This piece of code has a bug in the loop termination condition. However, I still don't understand the compiler's decision - it seems to be getting into the loop one more time.
#include <stdio.h>
#include <string.h>
int main(int argc, char* argv[])
{
    #define ARR_SIZE 25
    int a[ARR_SIZE];
    memset (a,1,sizeof(a)); /*filling the array with non-zeros*/
    int i = 0;
    for (i=0; (a[i] != 0 && i < ARR_SIZE); i++)
    {
        printf ("i=%d a[i]=%d\n",i,a[i]);
    }
    return 0;
}
When compiling this with -O2 or -O3 the loop is not terminated when expected - it prints also a line for when i == ARR_SIZE.
> gcc -O3  test_loop.c
> ./a.out
i=0 a[i]=16843009
i=1 a[i]=16843009
...
i=23 a[i]=16843009
i=24 a[i]=16843009
i=25 a[i]=32766      <=== Don't understand this one.
>  gcc -O0  test_loop.c
>  a.out
i=0 a[i]=16843009
i=1 a[i]=16843009
...
i=23 a[i]=16843009
i=24 a[i]=16843009
>
The gcc version is this: gcc version 4.8.5 20150623 (Red Hat 4.8.5-16) (GCC)
I don't see this happening on gcc 4.4.7-18.

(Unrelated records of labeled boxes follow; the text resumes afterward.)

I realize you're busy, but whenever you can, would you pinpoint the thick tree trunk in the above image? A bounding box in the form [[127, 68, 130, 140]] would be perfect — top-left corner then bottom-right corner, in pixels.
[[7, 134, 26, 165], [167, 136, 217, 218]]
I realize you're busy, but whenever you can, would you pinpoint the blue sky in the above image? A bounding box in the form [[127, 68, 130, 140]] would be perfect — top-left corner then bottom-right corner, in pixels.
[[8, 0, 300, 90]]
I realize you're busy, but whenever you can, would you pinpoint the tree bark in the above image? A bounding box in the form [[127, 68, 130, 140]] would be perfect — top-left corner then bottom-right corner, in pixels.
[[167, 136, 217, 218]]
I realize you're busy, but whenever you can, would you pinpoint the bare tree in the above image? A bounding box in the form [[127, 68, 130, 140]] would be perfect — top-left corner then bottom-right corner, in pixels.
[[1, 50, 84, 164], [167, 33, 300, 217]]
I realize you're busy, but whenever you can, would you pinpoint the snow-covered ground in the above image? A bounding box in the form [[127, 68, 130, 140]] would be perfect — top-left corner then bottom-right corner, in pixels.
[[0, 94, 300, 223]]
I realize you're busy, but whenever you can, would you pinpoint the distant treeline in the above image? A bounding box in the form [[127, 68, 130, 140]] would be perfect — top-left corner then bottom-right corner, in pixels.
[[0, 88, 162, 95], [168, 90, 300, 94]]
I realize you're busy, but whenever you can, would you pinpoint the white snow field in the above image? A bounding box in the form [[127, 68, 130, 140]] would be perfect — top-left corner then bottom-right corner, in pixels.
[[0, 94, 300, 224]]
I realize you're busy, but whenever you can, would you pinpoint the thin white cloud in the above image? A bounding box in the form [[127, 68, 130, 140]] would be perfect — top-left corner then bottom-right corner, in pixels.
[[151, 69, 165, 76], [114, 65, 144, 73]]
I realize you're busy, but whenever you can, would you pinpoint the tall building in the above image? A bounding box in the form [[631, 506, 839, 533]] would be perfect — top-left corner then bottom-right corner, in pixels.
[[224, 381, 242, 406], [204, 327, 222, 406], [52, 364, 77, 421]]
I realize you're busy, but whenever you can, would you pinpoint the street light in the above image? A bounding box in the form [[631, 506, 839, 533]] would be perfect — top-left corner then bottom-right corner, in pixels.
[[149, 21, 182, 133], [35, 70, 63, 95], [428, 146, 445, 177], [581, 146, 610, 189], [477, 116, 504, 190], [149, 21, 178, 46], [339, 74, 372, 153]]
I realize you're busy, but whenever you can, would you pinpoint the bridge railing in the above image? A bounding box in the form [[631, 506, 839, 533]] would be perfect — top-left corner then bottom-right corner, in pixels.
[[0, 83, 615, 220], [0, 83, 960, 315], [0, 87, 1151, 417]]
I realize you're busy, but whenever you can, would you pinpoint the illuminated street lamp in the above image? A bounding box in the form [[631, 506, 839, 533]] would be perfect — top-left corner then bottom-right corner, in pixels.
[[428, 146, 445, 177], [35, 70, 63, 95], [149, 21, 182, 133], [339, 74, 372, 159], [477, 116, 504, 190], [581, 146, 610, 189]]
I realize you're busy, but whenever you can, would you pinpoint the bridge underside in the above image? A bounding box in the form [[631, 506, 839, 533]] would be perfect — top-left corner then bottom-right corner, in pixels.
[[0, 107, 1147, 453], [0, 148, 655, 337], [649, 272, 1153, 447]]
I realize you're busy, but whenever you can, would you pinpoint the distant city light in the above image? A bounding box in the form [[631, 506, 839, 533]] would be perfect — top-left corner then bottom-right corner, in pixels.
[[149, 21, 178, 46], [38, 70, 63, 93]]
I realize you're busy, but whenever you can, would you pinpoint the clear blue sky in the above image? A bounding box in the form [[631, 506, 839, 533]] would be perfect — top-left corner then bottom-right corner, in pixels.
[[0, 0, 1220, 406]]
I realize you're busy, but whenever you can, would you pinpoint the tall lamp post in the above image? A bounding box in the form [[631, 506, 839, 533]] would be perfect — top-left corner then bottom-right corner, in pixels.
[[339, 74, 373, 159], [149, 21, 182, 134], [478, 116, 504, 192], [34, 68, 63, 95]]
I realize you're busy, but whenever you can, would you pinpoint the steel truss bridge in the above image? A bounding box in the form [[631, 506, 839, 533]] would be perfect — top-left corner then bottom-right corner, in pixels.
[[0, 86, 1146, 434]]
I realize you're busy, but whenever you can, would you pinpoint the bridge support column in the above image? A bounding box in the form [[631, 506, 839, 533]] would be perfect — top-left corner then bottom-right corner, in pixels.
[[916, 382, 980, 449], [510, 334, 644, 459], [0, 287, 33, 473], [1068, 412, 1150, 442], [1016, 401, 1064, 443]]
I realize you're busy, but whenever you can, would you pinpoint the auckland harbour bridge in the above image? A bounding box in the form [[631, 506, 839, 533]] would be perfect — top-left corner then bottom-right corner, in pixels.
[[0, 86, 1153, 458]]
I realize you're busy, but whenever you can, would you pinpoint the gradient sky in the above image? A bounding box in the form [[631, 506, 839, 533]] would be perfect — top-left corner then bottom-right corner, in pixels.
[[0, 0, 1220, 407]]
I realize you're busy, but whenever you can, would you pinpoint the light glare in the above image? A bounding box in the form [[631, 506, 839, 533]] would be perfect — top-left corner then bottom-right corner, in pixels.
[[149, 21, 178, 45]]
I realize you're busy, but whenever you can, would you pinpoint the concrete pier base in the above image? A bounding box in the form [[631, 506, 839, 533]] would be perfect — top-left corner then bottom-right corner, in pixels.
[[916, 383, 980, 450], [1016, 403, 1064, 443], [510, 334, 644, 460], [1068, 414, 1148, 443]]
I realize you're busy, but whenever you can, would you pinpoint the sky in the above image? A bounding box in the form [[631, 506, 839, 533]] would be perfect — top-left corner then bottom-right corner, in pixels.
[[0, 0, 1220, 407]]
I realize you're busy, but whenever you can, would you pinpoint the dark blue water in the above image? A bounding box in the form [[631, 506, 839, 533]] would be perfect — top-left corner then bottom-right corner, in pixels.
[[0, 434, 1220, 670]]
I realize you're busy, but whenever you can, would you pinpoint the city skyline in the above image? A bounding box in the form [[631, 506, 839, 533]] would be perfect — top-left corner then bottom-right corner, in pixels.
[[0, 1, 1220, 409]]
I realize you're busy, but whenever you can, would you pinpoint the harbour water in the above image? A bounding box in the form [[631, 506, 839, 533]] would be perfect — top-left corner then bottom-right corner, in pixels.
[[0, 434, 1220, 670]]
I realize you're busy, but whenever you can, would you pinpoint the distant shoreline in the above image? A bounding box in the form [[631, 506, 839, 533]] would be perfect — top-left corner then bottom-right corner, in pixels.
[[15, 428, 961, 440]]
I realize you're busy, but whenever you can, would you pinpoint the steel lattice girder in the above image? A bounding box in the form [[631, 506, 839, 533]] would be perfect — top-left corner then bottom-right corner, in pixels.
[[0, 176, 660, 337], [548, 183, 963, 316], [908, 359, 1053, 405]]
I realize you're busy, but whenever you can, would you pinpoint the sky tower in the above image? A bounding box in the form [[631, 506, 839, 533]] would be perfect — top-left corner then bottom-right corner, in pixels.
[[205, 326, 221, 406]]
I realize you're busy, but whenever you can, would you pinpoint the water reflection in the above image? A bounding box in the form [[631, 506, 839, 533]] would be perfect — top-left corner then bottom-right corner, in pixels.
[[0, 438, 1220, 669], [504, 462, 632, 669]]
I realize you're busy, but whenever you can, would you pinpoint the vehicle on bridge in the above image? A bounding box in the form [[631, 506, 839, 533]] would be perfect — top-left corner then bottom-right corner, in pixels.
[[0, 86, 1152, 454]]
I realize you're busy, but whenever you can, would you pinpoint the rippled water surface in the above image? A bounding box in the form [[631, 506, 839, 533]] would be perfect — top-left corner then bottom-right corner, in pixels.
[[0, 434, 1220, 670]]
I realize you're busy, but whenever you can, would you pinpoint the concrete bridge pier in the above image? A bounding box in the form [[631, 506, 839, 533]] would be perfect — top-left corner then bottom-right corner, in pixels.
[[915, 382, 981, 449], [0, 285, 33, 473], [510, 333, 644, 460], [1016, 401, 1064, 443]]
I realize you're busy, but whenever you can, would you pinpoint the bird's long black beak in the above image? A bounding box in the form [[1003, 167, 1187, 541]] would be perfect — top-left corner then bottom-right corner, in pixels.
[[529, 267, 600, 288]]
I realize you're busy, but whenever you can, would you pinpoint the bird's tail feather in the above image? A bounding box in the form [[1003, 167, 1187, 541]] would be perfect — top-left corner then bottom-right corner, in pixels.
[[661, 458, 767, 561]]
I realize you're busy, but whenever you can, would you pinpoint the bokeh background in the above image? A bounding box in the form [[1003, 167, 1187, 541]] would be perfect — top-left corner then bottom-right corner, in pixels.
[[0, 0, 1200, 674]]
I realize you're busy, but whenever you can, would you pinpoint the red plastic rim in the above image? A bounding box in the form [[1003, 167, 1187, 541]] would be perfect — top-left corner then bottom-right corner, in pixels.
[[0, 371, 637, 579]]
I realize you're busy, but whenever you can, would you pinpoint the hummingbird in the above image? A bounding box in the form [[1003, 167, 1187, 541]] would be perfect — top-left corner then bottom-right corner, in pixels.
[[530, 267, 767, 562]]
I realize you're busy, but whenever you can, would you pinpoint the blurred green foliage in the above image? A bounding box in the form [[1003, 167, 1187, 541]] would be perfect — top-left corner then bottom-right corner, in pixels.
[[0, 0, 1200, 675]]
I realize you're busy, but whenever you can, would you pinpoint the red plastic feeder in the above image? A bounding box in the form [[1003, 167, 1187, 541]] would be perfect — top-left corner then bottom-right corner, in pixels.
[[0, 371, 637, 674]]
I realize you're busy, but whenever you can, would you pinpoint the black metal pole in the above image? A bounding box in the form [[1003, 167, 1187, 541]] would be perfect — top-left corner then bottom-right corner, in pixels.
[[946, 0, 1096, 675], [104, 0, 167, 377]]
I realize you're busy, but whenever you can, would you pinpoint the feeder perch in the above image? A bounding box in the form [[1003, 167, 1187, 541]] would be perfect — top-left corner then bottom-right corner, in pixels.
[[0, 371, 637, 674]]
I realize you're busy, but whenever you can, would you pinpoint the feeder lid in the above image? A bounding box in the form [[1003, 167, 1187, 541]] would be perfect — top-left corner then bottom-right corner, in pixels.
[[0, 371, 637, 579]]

Also other sizes of ARR_SIZE doesn't give the same results.
When i == ARR_SIZE your condition will evaluate a[i] invoking UB
for (i=0; (a[i] != 0 && i < ARR_SIZE); i++)
//         ^^^^ Undefined Behaviour
{
    printf ("i=%d a[i]=%d\n",i,a[i]);
}
Swap the conditions: for (... (i < ARR_SIZE && a[i] != 0) ...) to take advantage of "short-circuit boolean evaluation".